If you haven’t been on Twitter lately, perhaps you haven’t heard the news that we recently launched a Biology Research Network (BioRN). As researchers can imagine, we’re pretty stoked to be breaking out of our social science comfort zone. Opening new opportunities for researchers to find the right academic papers makes us very proud. It’s another achievement toward building a scholarly network of interdisciplinary researchers, and we’re chuffed to hand it over for public use.
Building a research network does not happen without doing, you guessed it, research. What we found along the way was that hard sciences (particularly life sciences) branch into social science topics that we’ve been dedicated to for decades. We learned a lot about what Biology Researchers look for in scholarship. Conversely, we learned a lot of things that Biology Researchers definitely don’t want to deal with day-to-day; here are some of the misconceptions biology researchers don’t need in their lives.

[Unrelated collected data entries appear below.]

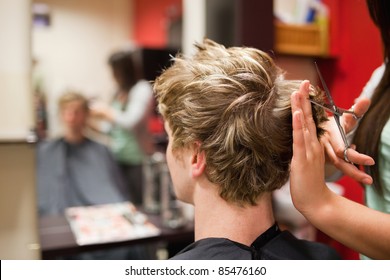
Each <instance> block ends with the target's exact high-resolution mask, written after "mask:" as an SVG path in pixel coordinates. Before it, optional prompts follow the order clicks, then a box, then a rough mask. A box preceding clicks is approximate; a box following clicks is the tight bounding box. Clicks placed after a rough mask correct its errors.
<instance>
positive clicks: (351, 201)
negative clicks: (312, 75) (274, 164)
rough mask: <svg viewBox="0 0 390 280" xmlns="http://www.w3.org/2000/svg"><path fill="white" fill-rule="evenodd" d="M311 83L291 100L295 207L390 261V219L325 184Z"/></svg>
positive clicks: (338, 233) (365, 247)
mask: <svg viewBox="0 0 390 280" xmlns="http://www.w3.org/2000/svg"><path fill="white" fill-rule="evenodd" d="M307 85H308V82H307V81H305V82H303V83H302V85H301V87H300V90H299V92H295V93H294V94H293V95H292V98H291V104H292V113H293V137H294V141H293V152H294V153H293V159H292V162H291V176H290V188H291V195H292V199H293V203H294V205H295V207H296V208H297V209H298V210H299V211H300V212H301V213H302V214H303V215H304V216H305V217H306V218H307V219H308V220H309V221H310V222H311V223H312V224H313V225H314V226H315V227H317V228H318V229H320V230H321V231H323V232H324V233H326V234H328V235H329V236H331V237H332V238H334V239H335V240H337V241H339V242H341V243H343V244H345V245H346V246H348V247H350V248H352V249H354V250H356V251H358V252H360V253H363V254H364V255H367V256H369V257H371V258H377V259H389V258H390V235H389V229H390V215H389V214H384V213H382V212H378V211H375V210H372V209H369V208H367V207H365V206H363V205H361V204H358V203H355V202H353V201H351V200H348V199H346V198H344V197H342V196H338V195H336V194H335V193H333V192H332V191H330V190H329V189H328V188H327V187H326V185H325V182H324V179H323V178H324V163H325V156H324V150H323V146H322V145H321V143H320V142H319V141H318V140H317V135H316V129H315V124H314V121H313V119H312V113H311V105H310V103H309V101H308V99H307V98H308V90H307Z"/></svg>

Biologists are in their own little world
Just because the professors in the bio department sit at a different lunch table does not mean that their work is non-transferable to other fields. Not only is it valuable in a practical sense, but you might be surprised by the number of other fields that cross into biology. Just look at law and anthropology, to name a couple. Perhaps the missing study in each research paper is simply hiding in another academic library (or eLibrary).
Biology research is one-dimensional
Bioresearch doesn’t simply report the findings of every inconsequential study and move on to the next. Papers offer-up reason for value and implicate how the new findings will affect people. That’s right, it doesn’t just study life; it affects people’s lives.
People don’t challenge bioresearch once it’s published
Controversy! We love it on the internet and we love it in our research. Successful studies can be cited for years after they are published, but even if a rare gem of new information is uncovered it is necessary for researchers to explore the findings. It can be hard to reproduce research in general, but biologists tend to be good at expanding on previous findings. When they do this they may see that formerly accepted knowledge is false, or even discover something new altogether.
There are no gray areas in Biology (or other sciences)
Researchers aim to prove something. All research is trying to reach a logical conclusion. If you aren’t proving a point, you are doing it wrong. True, some research projects look for universal truths, but philosophy, ethics, cognitive science, these are all things that can affect bioresearch. If you accept that there are gray areas in those fields when there is a “social science” label on it then you must also accept it when there is a “bio” label.
It’s easier to prove biology than social sciences
Doing a research study with a petri dish rather than a focus group does not make it infallible. Biology conclusions are not always easy to see and sometimes you have to go back to the original data, or the thesis to find the value of your results. It’s rare to find an indisputable law in any field. Variables almost always exist.
Biology research is all experimentation
No, not all bioresearch is done in a lab, just like all archaeology work isn’t done in an ancient Egyptian tomb. Biologists have to clearly understand the works they are citing. There is a lot of reading involved in producing a new paper; there is also fieldwork. Depending on the focus of the biologist they may not be able to stray too far from a microscope, but it’s pretty safe to say their latest paper wasn’t grown in a vial.
There aren’t many sub-fields of biology
Um…marinebiology, microbiology… ah…biology of plants? We used over 100 topics and subtopics to build the BioRN eJournals. All of these topics were hiding right under our nose in the SSRN eLibrary. Which makes us wonder: do we even know who the biologists in our lives really are?
It’s so hard to find biology preprints
Traditionally, biology tends to gravitate toward the published, rather than the preprinted. Research is a fast-paced community, though. Sometimes the world has a hard time keeping up with research, sometimes research has a hard time keeping up with us. We think the faster valuable research is shared, the better. That’s why we made BioRN, that’s why we manage the other 30 networks on SSRN.